Les experts attribuent également l’augmentation des cas au changement climatique.

« Au cours des dernières années, l’État a connu une hausse des températures et des modifications dans les régimes de précipitations. Cela a conduit à une pénurie d’eau potable et à des inondations, favorisant ainsi la montée des infections virales », explique le Dr E. Sreekumar, directeur de l’Institut de virologie avancée du Kerala.

Les autorités sanitaires précisent que les personnes souffrant de comorbidités sont particulièrement vulnérables à l'hépatite A.

Le Dr Siyad précise que les personnes les plus à risque sont celles vivant dans des bidonvilles avec des conditions sanitaires précaires, les sans-abris, les toxicomanes, les personnes vivant avec le VIH et celles en contact étroit avec des patients. Les voyageurs fréquents, tant à l’intérieur de l’État qu’à l’étranger, sont également plus exposés, ajoute-t-il.

Un ambulancier prélève un échantillon de sang d’un patient suspecté d'hépatite A à Ernakulam. Crédit : Muhsina Assu
Un ambulancier prélève un échantillon de sang d’un patient suspecté d'hépatite A à Ernakulam.

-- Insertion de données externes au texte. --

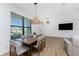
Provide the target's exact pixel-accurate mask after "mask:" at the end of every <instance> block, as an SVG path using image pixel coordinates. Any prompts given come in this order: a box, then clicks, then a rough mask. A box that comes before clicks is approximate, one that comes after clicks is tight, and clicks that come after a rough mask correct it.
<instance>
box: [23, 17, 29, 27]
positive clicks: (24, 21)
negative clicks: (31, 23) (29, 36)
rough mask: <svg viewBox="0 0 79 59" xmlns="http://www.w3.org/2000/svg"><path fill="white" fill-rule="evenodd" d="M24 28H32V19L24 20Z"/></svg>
mask: <svg viewBox="0 0 79 59" xmlns="http://www.w3.org/2000/svg"><path fill="white" fill-rule="evenodd" d="M24 27H30V19H28V18H24Z"/></svg>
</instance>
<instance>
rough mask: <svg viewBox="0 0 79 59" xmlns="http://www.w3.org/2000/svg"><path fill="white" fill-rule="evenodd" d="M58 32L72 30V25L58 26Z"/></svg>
mask: <svg viewBox="0 0 79 59" xmlns="http://www.w3.org/2000/svg"><path fill="white" fill-rule="evenodd" d="M59 30H73V23H63V24H59Z"/></svg>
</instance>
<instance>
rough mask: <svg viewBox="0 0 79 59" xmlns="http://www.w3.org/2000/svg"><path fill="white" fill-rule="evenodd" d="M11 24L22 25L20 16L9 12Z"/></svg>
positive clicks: (21, 18) (20, 25)
mask: <svg viewBox="0 0 79 59" xmlns="http://www.w3.org/2000/svg"><path fill="white" fill-rule="evenodd" d="M11 25H17V26H22V17H21V16H19V15H17V14H14V13H11Z"/></svg>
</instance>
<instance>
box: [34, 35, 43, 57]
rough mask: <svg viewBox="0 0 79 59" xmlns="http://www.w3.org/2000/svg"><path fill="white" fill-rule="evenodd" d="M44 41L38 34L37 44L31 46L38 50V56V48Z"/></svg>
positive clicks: (39, 47)
mask: <svg viewBox="0 0 79 59" xmlns="http://www.w3.org/2000/svg"><path fill="white" fill-rule="evenodd" d="M43 43H44V37H43V36H40V37H38V39H37V44H36V45H34V46H33V47H34V48H36V49H37V51H38V56H39V55H40V50H41V49H42V48H43V46H42V44H43Z"/></svg>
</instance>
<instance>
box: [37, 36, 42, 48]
mask: <svg viewBox="0 0 79 59" xmlns="http://www.w3.org/2000/svg"><path fill="white" fill-rule="evenodd" d="M41 44H42V38H41V37H38V40H37V46H38V48H40V47H41Z"/></svg>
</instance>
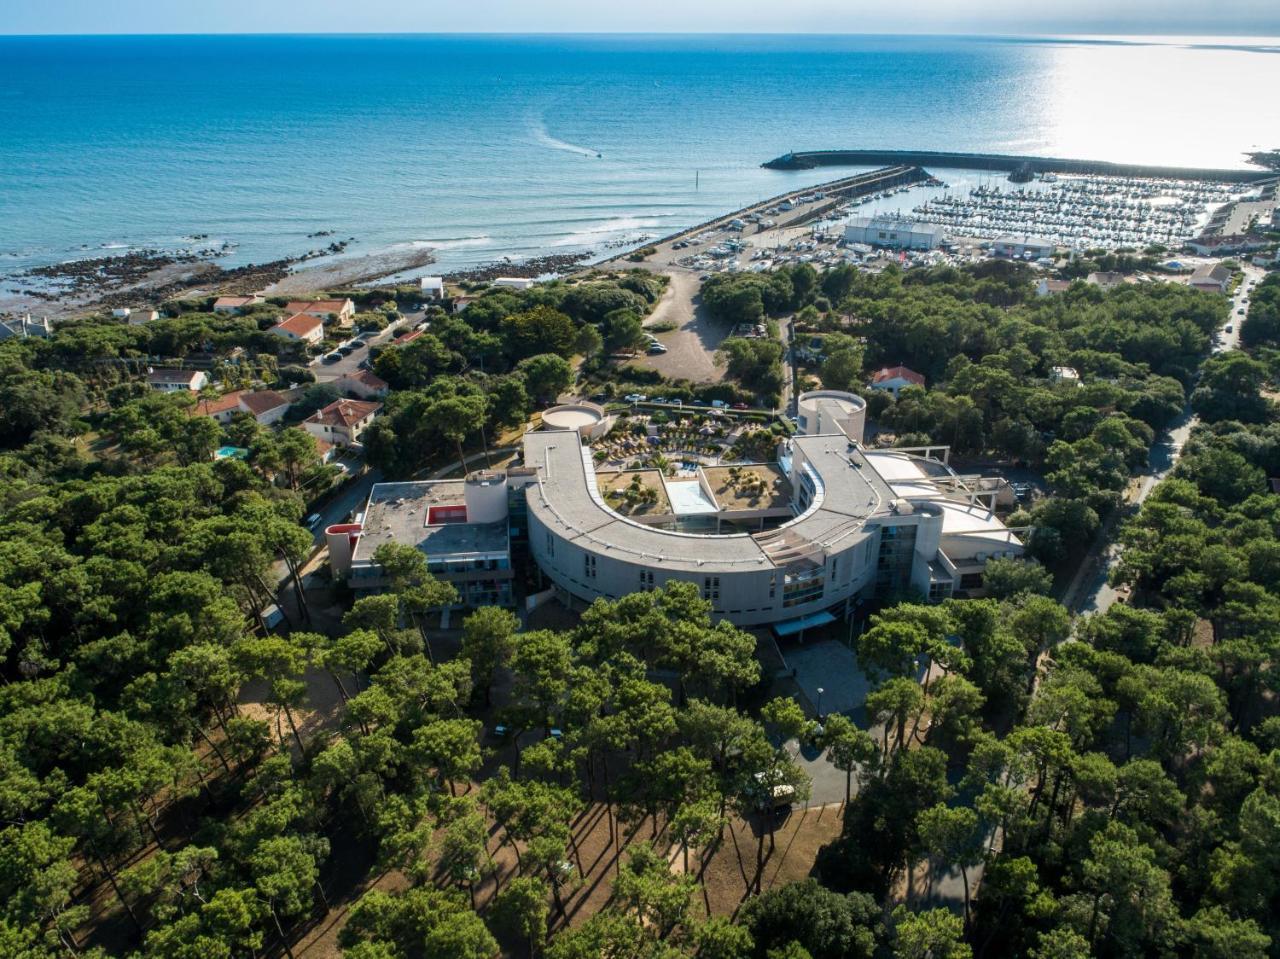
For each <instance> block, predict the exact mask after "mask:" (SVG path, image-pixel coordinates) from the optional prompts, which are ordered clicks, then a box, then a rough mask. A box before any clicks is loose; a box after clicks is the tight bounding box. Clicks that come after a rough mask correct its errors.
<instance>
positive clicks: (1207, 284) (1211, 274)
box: [1187, 262, 1231, 293]
mask: <svg viewBox="0 0 1280 959" xmlns="http://www.w3.org/2000/svg"><path fill="white" fill-rule="evenodd" d="M1230 283H1231V271H1230V270H1229V269H1228V268H1226V266H1224V265H1222V264H1220V262H1216V264H1204V265H1202V266H1197V268H1196V270H1194V273H1192V277H1190V279H1189V280H1187V286H1189V287H1192V288H1193V289H1203V291H1204V292H1206V293H1225V292H1226V288H1228V286H1230Z"/></svg>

Crédit : Muhsina Assu

Prévention

En plus des bonnes pratiques d'hygiène, de la chloration de l'eau et de la consommation d’aliments sûrs, les experts soulignent l'importance de la vaccination contre les hépatites A et B pour contrôler ces maladies.

Le Dr Prabhakaran, gastro-entérologue principal à l'hôpital Malabar de Kozhikode, explique qu’en plus de la vaccination systématique des enfants de plus de 12 mois contre l’hépatite B – fournie gratuitement par l'État indien – les personnes ayant les moyens devraient se faire vacciner contre l’hépatite A.

Le vaccin contre l’hépatite A reste coûteux pour la plupart des gens. Il dépasse 600 roupies (environ 7,18 dollars) dans la plupart des établissements privés, précise le Dr Victor Joseph.

Alors que certaines régions de l’État luttent contre l’épidémie d’hépatite A, le système de santé est sous une pression accrue.

« Je suis surchargé de travail. Depuis deux mois, je n'ai pas pu prendre de congé en raison de la forte affluence de patients. Avec l’épidémie, je passe encore plus de temps à l’hôpital », explique Mohan, un ambulancier paramédical à Ernakulam.

Même si l’hépatite A est rarement mortelle contrairement aux hépatites B et C, une crise sévère peut avoir des répercussions économiques importantes. Sreekanth, le chauffeur de Vengoor, a indiqué qu'il n'a pas pu travailler pendant près d'un mois et demi après avoir été hospitalisé début mai. Il a dû emprunter de l'argent à un ami pour couvrir ses dépenses et ses factures, ajoute-t-il.